The heavy touring paid off. As well as the Nordic Music Prize, The Lion’s Roar found its way onto numerous best-of-year lists, while Emmylou was included in Rolling Stone’s top 10 songs of the year. The track pays homage to four of the girls’ American musical heroes (“I’ll be your Emmylou and I’ll be your June, if you’ll be my Gram and my Johnny too”), but it’s also about Sweden (“Stockholm’s cold but I’ve been told I was born to endure this kind of weather”).

“The seasons changing so rapidly drastically affects your mood and that gets into our songs,” says Klara, who normally takes the lead when it comes to writing. “We’re spotting the weather references in our new songs – there’s lots of winter,” Johanna adds, before saying she doesn’t think their music is necessarily American or Swedish: “Some people say our sense of melancholy is Swedish, but we play country music and country is the most depressing music.”

A couple of short tours are booked for the near future (they’re in Copenhagen, Berlin and Munich in January), but the focus now is on writing their third album, which they say will contain their most personal songs yet. “It’s becoming easier to write about ourselves as we get older and more confident,” explains Johanna.

A year before they sung for Paul Simon, First Aid Kit performed at the same Stockholm concert hall at the same prize ceremony. The prize in 2011 went to Patti Smith, a punk survivor famously tough as nails. But when she saw the sisters from Enskede singing her 1979 single, Dancing Barefoot, tears rolled down her cheeks.

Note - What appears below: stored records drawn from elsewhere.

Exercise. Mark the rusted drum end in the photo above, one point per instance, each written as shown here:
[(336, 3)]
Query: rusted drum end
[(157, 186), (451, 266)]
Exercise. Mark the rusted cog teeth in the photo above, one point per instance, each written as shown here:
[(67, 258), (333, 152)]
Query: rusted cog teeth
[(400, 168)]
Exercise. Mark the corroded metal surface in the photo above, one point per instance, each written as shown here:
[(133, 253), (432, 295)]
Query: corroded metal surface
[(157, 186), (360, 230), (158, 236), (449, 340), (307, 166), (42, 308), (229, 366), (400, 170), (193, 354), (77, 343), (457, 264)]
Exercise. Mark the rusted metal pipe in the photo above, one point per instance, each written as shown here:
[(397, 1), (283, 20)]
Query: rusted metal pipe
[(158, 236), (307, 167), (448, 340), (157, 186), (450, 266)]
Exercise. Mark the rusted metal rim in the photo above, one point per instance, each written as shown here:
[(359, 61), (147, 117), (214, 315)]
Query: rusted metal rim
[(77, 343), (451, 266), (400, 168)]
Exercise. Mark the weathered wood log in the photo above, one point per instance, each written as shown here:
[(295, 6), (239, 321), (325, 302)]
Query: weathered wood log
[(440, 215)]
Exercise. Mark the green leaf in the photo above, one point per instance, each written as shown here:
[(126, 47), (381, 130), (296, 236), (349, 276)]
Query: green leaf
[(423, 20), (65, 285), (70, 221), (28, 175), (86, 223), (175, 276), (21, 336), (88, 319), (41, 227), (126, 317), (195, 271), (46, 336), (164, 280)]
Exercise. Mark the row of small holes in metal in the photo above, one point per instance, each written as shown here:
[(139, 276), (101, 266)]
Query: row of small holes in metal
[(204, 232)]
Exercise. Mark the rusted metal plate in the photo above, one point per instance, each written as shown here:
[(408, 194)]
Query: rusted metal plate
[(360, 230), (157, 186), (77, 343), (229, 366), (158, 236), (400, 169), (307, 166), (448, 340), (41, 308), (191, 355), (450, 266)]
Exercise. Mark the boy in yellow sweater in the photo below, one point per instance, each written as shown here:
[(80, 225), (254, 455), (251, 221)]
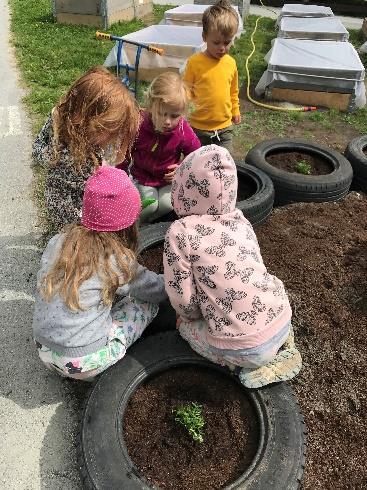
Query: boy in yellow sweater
[(212, 78)]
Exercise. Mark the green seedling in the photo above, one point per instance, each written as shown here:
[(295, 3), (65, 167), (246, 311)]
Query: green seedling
[(302, 167), (147, 202), (191, 417)]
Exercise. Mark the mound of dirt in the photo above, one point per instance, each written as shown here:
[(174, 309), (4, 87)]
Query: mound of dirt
[(319, 251)]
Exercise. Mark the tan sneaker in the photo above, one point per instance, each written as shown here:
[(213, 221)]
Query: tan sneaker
[(285, 366)]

Perhaps it is something to do with the cold, dark Swedish winters. Or maybe it’s an extraordinary talent for channelling a century of American folk and country music; a legacy of loss, loneliness and suffering that shouldn’t sound so natural coming from people so young. Either way, these sisters who’ve laughed and smiled through much of our interview sure have a knack for making people weep.